Despite these conclusions, not all research is equally positive about the impact of clinical leaders. Some studies find no significant relationship between clinical CEOs and organisational performance (Veronesi et al., 2013), while others highlight the potentially negative impact of clinical involvement on efficiency. Succi and Alexander (1999) note how the increasing influence of doctors in the allocation of resources is associated with certain moral hazards and the risk that hospital service priorities are shaped or captured by the interest of powerful medical groups (interested only in promoting their own specialism). This is also hinted at in a study by Brickley et al. (2010) suggesting that, in private hospitals, external donors are less willing to commit resources to hospitals where doctors are more involved in strategic decision making. This is due to fears that resources donated to these hospitals will be expropriated to support clinical projects rather than benefiting the wider community (Glaeser, 2007). In a similar way, in the English NHS, Mannion et al. (2005) find that in hospitals dominated by ‘pro-professional cultures’, strategic and operational decisions may be skewed towards meeting clinical needs at the expense of financial performance targets.

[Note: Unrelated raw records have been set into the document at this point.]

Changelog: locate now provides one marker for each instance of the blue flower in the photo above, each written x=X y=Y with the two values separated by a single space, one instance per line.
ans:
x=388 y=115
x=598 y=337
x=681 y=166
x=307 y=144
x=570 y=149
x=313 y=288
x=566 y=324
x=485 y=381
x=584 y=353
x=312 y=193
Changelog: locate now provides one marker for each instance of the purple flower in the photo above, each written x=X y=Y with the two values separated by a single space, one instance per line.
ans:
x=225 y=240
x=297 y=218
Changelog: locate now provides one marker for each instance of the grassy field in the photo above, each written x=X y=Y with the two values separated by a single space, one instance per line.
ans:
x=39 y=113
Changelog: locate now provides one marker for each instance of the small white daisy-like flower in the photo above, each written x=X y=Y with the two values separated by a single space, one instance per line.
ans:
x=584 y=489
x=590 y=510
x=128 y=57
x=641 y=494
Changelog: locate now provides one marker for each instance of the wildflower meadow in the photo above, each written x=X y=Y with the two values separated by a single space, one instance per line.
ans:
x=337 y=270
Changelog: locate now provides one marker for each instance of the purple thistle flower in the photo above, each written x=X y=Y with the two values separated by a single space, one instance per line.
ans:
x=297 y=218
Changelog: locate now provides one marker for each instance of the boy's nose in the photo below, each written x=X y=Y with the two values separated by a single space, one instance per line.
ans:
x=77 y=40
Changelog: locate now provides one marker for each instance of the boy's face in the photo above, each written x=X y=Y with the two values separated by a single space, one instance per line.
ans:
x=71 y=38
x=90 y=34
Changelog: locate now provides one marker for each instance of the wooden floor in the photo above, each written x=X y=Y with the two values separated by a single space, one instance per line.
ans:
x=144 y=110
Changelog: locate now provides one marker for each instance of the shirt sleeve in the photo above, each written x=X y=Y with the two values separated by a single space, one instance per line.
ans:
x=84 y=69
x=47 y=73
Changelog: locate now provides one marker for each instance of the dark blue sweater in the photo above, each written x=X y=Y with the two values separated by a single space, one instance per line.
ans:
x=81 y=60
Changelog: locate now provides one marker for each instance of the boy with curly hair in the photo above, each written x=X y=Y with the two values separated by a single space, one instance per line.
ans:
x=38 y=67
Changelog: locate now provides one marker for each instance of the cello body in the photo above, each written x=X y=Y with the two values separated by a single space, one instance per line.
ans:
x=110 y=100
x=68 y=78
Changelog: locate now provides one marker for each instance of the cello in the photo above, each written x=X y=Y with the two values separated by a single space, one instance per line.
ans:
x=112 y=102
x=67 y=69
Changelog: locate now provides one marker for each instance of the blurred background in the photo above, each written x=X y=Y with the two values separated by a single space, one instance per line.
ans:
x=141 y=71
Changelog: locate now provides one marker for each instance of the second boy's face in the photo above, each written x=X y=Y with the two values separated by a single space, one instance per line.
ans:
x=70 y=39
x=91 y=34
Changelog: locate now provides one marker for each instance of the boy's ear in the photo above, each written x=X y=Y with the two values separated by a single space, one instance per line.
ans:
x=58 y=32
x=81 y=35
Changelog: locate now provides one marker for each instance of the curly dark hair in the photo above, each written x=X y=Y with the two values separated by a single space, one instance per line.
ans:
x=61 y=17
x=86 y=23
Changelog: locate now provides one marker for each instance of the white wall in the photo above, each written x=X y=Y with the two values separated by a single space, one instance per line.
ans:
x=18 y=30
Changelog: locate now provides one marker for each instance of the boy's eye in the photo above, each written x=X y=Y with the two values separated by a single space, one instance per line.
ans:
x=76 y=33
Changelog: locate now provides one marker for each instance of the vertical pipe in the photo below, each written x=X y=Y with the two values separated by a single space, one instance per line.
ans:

In addition to these risks are challenges associated with recruiting, training and developing clinical leaders. According to Kippist and Fitzgerald (2009), one of the main ‘barriers to the effectiveness of the role of hybrid clinician manager’ is ‘the lack of management education and skill’. Similarly, Falcone and Satiani (2008) state that a ‘successful physician leader must understand the business of medicine as well as or better than he or she understands the practice of medicine’. But while the risks and challenges of developing clinical leadership are significant (especially where doctors are concerned) we should not ignore the very substantial (and growing) evidence base to support the assumption that clinical leadership do often make a difference. Acknowledging this fact and acting on it may be critical for realising the objectives of healthcare improvement.
- What are your thoughts on the emerging ‘evidence base’ to support the argument that clinical leaders can improve healthcare outcomes?
- Reflecting on your own experiences (or healthcare organisations you are aware of), is clinical leadership always a good thing?